No soporto a mis vecinos.
No he acudido a una reunión de amigos, ni al presidente de la comunidad, ni a un diario personal, porque considero que mi incomodidad es de sentido común, y que por tanto no merece ser expresada; basta hablarlo conmigo mismo.
Aunque sus voces se solapan, superiores (también se creen superiores), y gimen, y taconean, y hacen reverberar las viejas y flacas paredes que nos separan hasta que las cosas delicadas tintinean y se caen; por fortuna ninguna se ha roto hasta ahora. ¿Cómo es posible que ellos, tan seguros de sí mismos, hablen así de blandamente y recurran al voceo porque no son capaces de articular, como maniquíes de labios derretidos que piden auxilio en la planta incineradora? Es posible.

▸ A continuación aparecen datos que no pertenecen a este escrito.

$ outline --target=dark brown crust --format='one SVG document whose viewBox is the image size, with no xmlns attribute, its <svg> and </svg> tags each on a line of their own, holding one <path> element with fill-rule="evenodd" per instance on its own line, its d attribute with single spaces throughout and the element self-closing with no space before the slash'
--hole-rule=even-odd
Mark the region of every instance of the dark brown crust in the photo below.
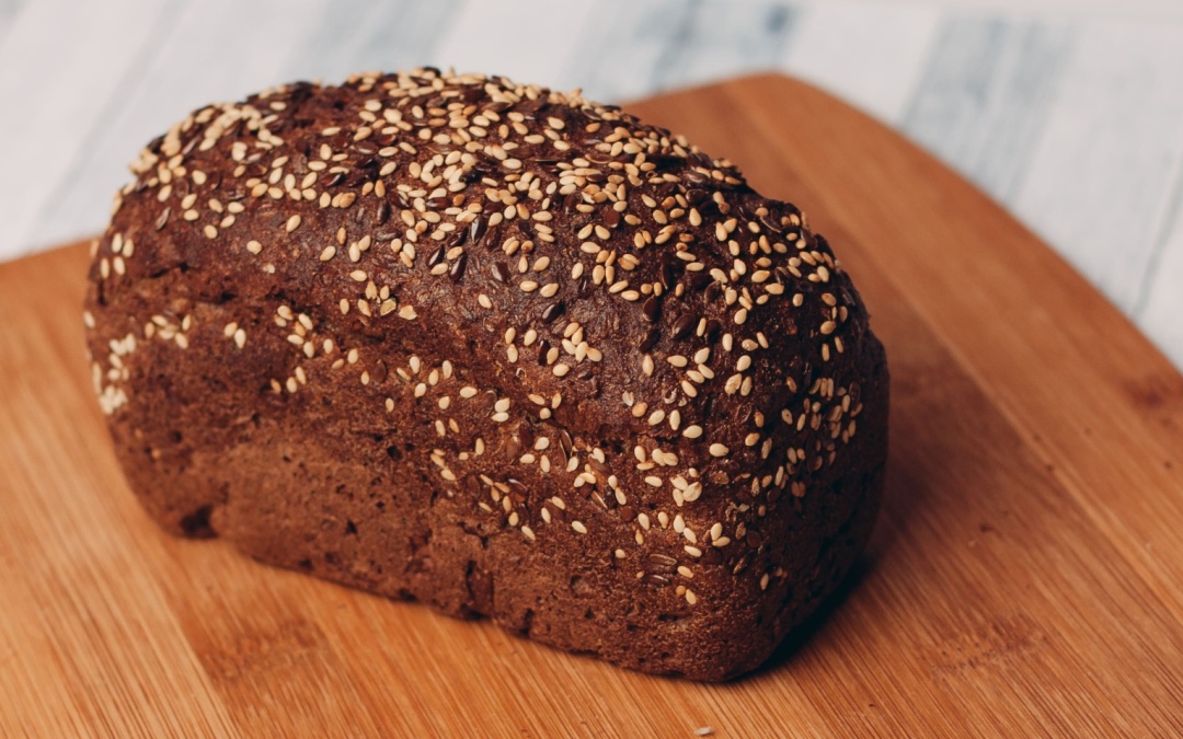
<svg viewBox="0 0 1183 739">
<path fill-rule="evenodd" d="M 420 70 L 203 109 L 134 169 L 89 348 L 169 531 L 699 680 L 758 666 L 865 544 L 883 348 L 726 162 Z"/>
</svg>

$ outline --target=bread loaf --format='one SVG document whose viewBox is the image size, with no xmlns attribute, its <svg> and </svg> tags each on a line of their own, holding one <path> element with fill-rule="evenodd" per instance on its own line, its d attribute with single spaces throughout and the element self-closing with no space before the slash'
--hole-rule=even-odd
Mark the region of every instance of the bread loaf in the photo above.
<svg viewBox="0 0 1183 739">
<path fill-rule="evenodd" d="M 168 531 L 634 669 L 757 667 L 875 518 L 826 240 L 610 105 L 425 69 L 193 112 L 95 242 L 95 389 Z"/>
</svg>

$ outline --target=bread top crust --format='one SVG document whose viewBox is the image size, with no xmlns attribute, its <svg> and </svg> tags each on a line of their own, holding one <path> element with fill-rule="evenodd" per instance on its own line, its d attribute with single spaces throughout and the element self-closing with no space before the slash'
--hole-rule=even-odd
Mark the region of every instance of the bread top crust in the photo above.
<svg viewBox="0 0 1183 739">
<path fill-rule="evenodd" d="M 138 341 L 188 349 L 194 304 L 278 305 L 219 326 L 239 349 L 289 342 L 263 389 L 337 383 L 390 410 L 383 383 L 414 385 L 438 408 L 441 485 L 508 494 L 522 474 L 466 468 L 545 458 L 573 497 L 645 531 L 667 517 L 679 560 L 731 564 L 858 430 L 867 316 L 825 239 L 618 108 L 500 77 L 361 74 L 202 108 L 132 171 L 92 279 L 195 275 L 136 317 Z M 117 417 L 134 388 L 95 368 Z"/>
</svg>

De manera que he ideado una máquina. Una destiladora, si me apuran, porque no quisiera incurrir en ninguna ilegalidad doméstica cuando mi propósito consiste en denunciar otra ajena. La construiré a partir de dos rodillos de cocina, o quizá incluso de un par de buenas botellas de vidrio vacías, para demostrar que aquí las cosas tintinean y no se rompen, pero duelen sobremanera. Mediante un sistema que aún me falta delimitar (hay demasiado ruido en las horas clave, las que coinciden cuando las páginas se abren y la mente está despejada para pensar, como la franja reservada a la siesta o el dulce momento posterior a la cena, cuando los bebés han sido bañados y arropados); mediante unos engranajes precisos, digo, el aparato será capaz de absorber el inútil sonido de los vecinos para transformarlo en el apetitoso silencio que anhelo aquí arriba. Delicioso, sí, porque resultará insípido. ¿Lo oyes?, es la mejor antesala para la respuesta ideal: la nada.